Anche in questo film c’è spazio per la solita sbobba, digeribile o riscaldata sia lo spettatore a stabilirlo. L’unica differenza sostanziale è che dalla ristretta cerchia aviaria del suo primo lungometraggio, si scivola in un ginepraio di mammiferi, pesci, insetti e via delirando. Una sorta di circo brulicante retto da due etologi, fratelli gemelli nati siamesi e che, onde evitare una discutibile carriera nel mondo circense, preferiscono la scissione chirurgica al pubblico ludibrio. Finendo poi a lavorare in uno zoo. Quando si dice il destino. E sempre parlando di destino, sarà proprio un cigno a provocare l’incidente mortale in cui sono coinvolte le rispettive consorti.
Questo cagionerà il collasso mentale di Oswald e Oliver (interpretati dai fratelli Brian ed Eric Deacon) che, come gli inseparabili cronenberghiani, si dedicheranno anima e soprattutto corpo nello studio matto e disperatissimo dei processi putrefattivi. Dapprima con moderazione, raccattando carcasse di alligatori e uccellini e fotografandone il disfacimento. Quindi, quando il gioco sfugge di mano, andando sul pesante e sacrificando se stessi all’altare della scienza. Tra questi opposti si colloca Alba Bewick (Andréa Ferréol), matura e aristocratica signora che, svegliatasi priva di una gamba, commenta con cinica amarezza: “Nella terra delle donne senza gambe, chi ne possiede una è regina”. Salvo poi farsi amputare l’altra da un chirurgo pazzo ossessionato dai quadri di Veermer, stesso medico che vorrebbe ricucire i due fratelli per ragioni non meglio precisate. Per tutte le due ore di proiezione, assistiamo al balletto assurdo di personaggi senza senso, dalla prostituta che eccita i clienti raccontando storielle sporche a contenuti, ça va sans dire, zoofili, fino al fantomatico Felipe Arc-en-Ciel, uomo che s’è fatto rubare le gambe meccaniche per riempire la bara vuota di una prostituta mutilata.

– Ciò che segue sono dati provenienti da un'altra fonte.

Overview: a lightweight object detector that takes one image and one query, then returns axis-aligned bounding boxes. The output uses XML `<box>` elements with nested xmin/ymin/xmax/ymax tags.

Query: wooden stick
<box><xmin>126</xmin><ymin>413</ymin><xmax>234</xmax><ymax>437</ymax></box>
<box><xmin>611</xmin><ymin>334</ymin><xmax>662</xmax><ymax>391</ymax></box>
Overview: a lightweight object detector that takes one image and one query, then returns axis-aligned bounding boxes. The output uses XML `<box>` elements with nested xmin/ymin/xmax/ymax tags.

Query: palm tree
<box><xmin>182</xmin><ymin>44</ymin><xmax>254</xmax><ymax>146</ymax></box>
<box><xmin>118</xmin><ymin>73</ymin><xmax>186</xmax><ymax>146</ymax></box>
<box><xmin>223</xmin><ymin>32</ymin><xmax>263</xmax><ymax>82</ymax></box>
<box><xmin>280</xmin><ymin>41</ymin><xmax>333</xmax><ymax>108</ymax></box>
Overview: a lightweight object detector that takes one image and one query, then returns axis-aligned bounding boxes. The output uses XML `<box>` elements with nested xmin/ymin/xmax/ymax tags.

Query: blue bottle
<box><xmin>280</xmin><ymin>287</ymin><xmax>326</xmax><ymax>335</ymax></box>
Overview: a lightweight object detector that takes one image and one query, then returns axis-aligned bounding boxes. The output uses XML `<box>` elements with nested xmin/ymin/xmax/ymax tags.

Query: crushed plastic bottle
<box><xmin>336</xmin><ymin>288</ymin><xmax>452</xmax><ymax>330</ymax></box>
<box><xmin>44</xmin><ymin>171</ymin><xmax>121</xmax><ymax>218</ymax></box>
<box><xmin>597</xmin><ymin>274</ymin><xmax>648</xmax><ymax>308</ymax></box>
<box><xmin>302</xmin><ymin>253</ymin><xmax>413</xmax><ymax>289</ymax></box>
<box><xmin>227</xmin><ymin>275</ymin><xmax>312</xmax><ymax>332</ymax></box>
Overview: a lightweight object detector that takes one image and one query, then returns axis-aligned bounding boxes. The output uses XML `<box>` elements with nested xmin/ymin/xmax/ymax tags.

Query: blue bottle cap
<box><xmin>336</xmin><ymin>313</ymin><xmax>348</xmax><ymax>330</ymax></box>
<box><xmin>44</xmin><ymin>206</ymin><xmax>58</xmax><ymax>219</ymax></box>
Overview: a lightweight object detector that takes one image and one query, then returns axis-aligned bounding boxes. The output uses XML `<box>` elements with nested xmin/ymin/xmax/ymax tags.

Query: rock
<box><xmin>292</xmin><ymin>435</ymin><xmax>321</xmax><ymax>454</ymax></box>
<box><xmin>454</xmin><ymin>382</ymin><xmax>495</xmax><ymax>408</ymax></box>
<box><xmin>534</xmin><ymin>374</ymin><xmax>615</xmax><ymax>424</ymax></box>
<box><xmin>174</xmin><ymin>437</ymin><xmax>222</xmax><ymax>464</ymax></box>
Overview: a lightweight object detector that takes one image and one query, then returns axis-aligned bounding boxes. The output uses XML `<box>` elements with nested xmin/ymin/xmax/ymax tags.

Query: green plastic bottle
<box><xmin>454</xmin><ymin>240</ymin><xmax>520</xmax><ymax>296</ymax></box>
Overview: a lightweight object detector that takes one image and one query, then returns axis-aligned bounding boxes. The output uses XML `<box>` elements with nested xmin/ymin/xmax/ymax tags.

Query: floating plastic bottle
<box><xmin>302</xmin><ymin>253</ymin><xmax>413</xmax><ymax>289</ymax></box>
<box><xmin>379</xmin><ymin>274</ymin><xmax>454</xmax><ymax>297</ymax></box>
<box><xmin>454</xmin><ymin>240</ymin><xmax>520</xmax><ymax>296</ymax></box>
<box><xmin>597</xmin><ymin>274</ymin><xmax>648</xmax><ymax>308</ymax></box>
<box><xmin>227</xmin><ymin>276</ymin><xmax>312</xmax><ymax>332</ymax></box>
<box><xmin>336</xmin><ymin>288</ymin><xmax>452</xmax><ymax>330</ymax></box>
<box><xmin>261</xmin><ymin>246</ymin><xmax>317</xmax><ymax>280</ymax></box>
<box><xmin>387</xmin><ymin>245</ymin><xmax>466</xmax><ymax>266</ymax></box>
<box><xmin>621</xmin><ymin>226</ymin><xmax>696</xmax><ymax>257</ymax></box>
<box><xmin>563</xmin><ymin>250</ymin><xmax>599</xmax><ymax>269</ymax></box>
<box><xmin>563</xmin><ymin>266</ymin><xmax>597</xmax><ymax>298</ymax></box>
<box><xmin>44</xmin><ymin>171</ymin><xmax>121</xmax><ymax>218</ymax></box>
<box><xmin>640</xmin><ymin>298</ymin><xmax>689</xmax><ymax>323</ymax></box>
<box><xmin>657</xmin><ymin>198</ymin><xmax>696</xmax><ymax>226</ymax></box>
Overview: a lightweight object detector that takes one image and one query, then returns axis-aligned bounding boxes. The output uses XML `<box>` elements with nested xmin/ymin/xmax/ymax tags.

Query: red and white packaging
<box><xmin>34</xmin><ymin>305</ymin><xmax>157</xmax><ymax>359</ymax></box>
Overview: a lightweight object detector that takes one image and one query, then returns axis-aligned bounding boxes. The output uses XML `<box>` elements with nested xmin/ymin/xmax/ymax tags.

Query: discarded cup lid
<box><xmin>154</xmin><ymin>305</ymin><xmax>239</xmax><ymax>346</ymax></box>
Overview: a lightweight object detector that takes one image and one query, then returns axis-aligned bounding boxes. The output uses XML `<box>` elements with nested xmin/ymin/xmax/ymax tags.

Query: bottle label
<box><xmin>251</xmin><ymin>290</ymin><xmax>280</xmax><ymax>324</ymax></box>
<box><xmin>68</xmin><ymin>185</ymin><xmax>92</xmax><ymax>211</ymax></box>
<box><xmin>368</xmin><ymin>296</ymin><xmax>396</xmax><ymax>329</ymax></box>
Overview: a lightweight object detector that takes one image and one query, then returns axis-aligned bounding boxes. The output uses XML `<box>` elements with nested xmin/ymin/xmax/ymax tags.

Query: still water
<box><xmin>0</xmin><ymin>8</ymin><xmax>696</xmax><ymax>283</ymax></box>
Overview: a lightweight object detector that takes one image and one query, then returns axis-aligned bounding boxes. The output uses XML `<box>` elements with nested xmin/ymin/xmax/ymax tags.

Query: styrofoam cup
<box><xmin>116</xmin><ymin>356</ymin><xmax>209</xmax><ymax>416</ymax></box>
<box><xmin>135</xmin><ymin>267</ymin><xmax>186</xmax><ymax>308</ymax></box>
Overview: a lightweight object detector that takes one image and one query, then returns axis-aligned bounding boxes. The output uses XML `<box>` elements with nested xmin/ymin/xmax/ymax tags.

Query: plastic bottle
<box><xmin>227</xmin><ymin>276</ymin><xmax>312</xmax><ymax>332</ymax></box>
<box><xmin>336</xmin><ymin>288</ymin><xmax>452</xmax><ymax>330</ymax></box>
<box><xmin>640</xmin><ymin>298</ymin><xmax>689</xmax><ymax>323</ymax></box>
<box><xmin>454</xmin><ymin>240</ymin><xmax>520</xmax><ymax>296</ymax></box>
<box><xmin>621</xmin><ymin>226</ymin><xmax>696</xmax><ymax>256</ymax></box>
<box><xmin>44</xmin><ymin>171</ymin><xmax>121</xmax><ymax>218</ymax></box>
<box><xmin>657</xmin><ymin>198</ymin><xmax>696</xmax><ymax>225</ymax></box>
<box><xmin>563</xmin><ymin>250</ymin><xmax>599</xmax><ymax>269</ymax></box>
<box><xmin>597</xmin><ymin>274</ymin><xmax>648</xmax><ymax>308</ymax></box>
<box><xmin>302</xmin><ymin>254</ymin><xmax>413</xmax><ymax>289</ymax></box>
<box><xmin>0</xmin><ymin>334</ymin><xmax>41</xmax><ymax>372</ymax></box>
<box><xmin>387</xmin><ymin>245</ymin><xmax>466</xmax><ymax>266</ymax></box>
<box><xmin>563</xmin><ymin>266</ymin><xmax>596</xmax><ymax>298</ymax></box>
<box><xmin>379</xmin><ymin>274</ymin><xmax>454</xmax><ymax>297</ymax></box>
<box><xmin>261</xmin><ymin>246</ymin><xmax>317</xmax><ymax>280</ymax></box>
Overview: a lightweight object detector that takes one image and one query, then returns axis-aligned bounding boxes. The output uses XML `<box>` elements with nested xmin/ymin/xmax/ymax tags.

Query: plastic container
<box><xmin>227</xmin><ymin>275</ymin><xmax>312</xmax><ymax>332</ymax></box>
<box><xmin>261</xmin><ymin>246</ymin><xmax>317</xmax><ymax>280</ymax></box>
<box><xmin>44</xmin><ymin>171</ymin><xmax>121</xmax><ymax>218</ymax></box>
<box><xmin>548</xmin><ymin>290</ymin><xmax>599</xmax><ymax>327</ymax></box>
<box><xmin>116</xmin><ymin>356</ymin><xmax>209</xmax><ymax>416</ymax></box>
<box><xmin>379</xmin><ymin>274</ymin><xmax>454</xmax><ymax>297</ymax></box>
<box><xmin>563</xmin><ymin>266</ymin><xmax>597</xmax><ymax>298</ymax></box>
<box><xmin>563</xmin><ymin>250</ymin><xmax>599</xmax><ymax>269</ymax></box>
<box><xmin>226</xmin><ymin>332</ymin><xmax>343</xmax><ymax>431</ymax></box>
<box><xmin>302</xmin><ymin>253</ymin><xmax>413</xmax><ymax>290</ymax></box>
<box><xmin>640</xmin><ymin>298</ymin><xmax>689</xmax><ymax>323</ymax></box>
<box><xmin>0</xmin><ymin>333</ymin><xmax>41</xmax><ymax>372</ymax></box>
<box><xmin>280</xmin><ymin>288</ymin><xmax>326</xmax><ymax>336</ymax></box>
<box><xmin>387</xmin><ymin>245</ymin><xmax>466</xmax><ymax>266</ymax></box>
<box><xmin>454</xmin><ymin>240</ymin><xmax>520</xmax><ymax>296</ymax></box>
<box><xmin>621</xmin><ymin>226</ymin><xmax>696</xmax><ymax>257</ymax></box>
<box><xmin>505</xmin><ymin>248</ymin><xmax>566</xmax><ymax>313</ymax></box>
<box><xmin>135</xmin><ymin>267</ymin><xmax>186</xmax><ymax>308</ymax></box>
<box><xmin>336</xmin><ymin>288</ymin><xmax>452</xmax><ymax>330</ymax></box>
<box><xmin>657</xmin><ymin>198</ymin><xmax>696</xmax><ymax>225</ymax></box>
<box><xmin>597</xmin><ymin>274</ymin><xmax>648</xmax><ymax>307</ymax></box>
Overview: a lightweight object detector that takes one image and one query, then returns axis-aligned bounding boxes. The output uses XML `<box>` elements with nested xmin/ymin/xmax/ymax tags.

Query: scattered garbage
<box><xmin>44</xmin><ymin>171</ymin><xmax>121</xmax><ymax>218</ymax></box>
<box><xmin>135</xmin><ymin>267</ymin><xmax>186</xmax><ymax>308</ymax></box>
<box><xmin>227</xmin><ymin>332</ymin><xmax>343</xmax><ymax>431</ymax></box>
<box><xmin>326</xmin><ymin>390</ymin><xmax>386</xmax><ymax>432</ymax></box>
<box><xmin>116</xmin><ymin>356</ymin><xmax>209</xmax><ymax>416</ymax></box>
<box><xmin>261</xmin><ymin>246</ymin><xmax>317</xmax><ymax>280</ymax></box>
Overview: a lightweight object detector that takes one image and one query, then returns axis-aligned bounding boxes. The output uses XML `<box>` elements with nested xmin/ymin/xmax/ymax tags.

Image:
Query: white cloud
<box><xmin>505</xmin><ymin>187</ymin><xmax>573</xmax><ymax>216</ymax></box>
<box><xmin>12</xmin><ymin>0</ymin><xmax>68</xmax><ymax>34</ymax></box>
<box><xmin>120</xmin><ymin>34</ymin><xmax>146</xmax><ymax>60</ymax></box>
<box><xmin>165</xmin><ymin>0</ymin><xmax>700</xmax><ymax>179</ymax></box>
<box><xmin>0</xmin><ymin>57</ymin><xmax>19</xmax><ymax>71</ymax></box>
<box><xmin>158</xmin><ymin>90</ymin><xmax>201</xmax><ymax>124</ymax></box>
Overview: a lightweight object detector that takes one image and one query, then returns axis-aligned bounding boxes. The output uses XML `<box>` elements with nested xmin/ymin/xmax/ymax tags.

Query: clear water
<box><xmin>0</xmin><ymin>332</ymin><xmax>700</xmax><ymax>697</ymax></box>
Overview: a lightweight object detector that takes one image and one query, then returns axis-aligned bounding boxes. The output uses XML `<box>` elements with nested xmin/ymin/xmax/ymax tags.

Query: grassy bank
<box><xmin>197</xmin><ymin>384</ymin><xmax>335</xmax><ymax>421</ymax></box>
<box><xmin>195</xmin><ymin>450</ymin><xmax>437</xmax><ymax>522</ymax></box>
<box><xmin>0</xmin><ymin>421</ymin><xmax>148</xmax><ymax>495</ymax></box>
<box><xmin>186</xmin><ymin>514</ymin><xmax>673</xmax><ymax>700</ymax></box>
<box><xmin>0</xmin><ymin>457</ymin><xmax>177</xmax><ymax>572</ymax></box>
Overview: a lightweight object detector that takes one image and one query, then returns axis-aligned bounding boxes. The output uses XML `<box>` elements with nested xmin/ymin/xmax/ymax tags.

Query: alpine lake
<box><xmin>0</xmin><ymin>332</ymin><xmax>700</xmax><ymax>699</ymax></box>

Parlare di Peter Greenaway significa innanzitutto parlare di cinema, e delle molteplici relazioni che intercorrono tra questa forma espressiva e le altre arti. Lo zoo di Venere, d’altronde, non fa eccezione, collocandosi appunto in quel crocicchio indefinibile tra cinema, tableau vivant, pantomima surreale e satira alla Beckett. E qui sta l’inghippo. Come considerare la ricerca del regista inglese? Sperimentazione o semplice masturbazione visiva? Il problema di Greenaway è forse la sua bravura tecnica, nel senso etimologico del termine, cioè la tecnica come duplicità strutturale e creativa, da una parte il coté artigianale, manuale, e dall’altra la possibilità di veicolare il contenuto, l’essenza. Il suo lavoro non manca certo di accuratezza e attenzione al dettaglio, ma il risultato è sempre quella freddezza di fondo, quella ciclicità che alla lunga stanca o, peggio, lascia indifferenti. Ci si può anche abbuffare di colori, forme, dialoghi a botta e risposta fulminanti, ma sempre con il rischio peregrino dell’indigestione. Maneggiare con cura.